Les « filles libres », ou prostituées, sont également affectées. « Ma vie nocturne m’aide à soutenir ma famille, confie Viviane, postée près d’une boîte de nuit presque déserte. Si on ne peut pas se déplacer, est-ce qu’on va nous donner un autre travail ? Parce qu’on ne sait pas comment s’en sortir... Moi, je n’ai plus beaucoup de clients. La plupart du temps je partais à moto avec eux, mais là, je dois compter sur ceux qui ont une voiture, et ils sont rares. »

« Des filles ont été tabassées »

Les motos-taxis sont le moyen de transport le plus utilisé et le moins cher : il faut compter 500 francs congolais pour la course en journée et 1 000 la nuit – soit moins d’un dollar. Les citoyens se pressent pour avoir le dernier, mais ceux qui l’ont raté n’ont d’autre choix que de marcher, pendant que l’armée, la police et la Mission de l’ONU pour la stabilisation du Congo (Monusco) patrouillent pour sécuriser la ville.

« Ceux qui veillent sur la sécurité sont ceux qui provoquent l’insécurité car des militaires en profitent pour tracasser la population  », dénonce Alain, avocat. « Souvent, raconte Viviane, on doit rentrer à pied et des shégués (enfants des rues) ou des militaires prennent nos téléphones ou notre argent. » Près de la jeune femme, Olivier ajoute que « des filles ont été tabassées » alors qu’elles marchaient la nuit.

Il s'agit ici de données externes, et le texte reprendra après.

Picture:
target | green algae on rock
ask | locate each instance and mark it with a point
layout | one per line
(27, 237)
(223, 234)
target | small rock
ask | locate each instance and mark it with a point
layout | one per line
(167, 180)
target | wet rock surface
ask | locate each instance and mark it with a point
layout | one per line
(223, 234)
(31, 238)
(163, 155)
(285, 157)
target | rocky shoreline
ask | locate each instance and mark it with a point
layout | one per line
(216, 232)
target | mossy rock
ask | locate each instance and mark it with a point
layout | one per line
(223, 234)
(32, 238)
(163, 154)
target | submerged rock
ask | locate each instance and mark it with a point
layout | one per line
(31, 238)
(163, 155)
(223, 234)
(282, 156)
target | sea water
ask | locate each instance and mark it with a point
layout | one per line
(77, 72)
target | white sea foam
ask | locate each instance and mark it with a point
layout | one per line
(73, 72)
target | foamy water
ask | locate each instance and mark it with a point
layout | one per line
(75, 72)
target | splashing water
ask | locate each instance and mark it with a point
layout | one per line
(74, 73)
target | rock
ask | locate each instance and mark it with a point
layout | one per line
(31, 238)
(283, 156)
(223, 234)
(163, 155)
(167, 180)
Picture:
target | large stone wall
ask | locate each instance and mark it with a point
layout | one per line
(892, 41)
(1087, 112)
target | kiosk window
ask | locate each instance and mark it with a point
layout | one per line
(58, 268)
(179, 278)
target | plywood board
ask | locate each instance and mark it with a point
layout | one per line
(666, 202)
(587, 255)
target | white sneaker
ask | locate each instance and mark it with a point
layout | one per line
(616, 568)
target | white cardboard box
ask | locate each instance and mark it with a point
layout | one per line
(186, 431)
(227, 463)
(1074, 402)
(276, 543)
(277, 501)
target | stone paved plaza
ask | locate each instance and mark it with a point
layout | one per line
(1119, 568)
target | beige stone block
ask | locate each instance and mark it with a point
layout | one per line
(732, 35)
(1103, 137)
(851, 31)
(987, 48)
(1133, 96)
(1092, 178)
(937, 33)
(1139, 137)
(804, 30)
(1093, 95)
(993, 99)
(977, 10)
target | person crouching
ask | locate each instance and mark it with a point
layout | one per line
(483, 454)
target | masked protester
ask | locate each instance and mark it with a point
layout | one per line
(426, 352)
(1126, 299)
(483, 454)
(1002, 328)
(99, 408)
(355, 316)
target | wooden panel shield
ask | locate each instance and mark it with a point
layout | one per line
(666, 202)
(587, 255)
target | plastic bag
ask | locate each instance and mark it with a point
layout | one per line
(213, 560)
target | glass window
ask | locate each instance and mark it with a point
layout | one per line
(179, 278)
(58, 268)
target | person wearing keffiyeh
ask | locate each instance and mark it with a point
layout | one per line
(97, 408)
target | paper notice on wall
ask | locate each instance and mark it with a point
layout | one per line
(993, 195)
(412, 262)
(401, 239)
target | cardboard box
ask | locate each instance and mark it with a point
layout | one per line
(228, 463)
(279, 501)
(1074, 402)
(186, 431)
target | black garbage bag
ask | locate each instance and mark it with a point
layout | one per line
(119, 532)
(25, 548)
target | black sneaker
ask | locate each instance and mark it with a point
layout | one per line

« Identifions plutôt les motards »

Le tenancier de bar confirme ces abus, et va plus loin. « L’insécurité continue toujours, assure-t-il. On continue à tuer des gens, on vole toujours. Avant et après la mesure, la situation reste la même. » Un jugement que réfute le maire Naasson Kabuya. « Il n’y a plus de cas d’assassinat à Goma, assure-t-il. Les propriétaires de bars, de boîtes et les filles libres se plaignent mais ceux qui ont perdu des proches saluent la mesure. »

« Depuis l’interdiction, quelque chose a changé. Il n’y a pas de morts, je ne me sens pas en insécurité », abonde Hassan, un jeune artiste. « On peut laisser la mesure comme ça, parce qu’il faut privilégier la sécurité avant tout, mais je préfèrerais un système fiable d’identification des motards », confie Derick Dunia, propriétaire du bar Les Vétérans. La même revendication que Sukisa Ndayambaje défend face aux autorités.

Naasson Kabuya est partant. Car selon lui, « 60 % des motards qui travaillent la nuit à Goma sont des militaires et des policiers, 20 % viennent du Rwanda et seuls 20 % sont de vrais motos-taxis ». Rassurant, il ajoute que l’interdiction sera levée après identification – un processus qui pourrait prendre « deux semaines ». Mais il espère à terme que les motos-taxis, moyen de transport qu’il juge trop dangereux, disparaîtront au profit de mini-bus.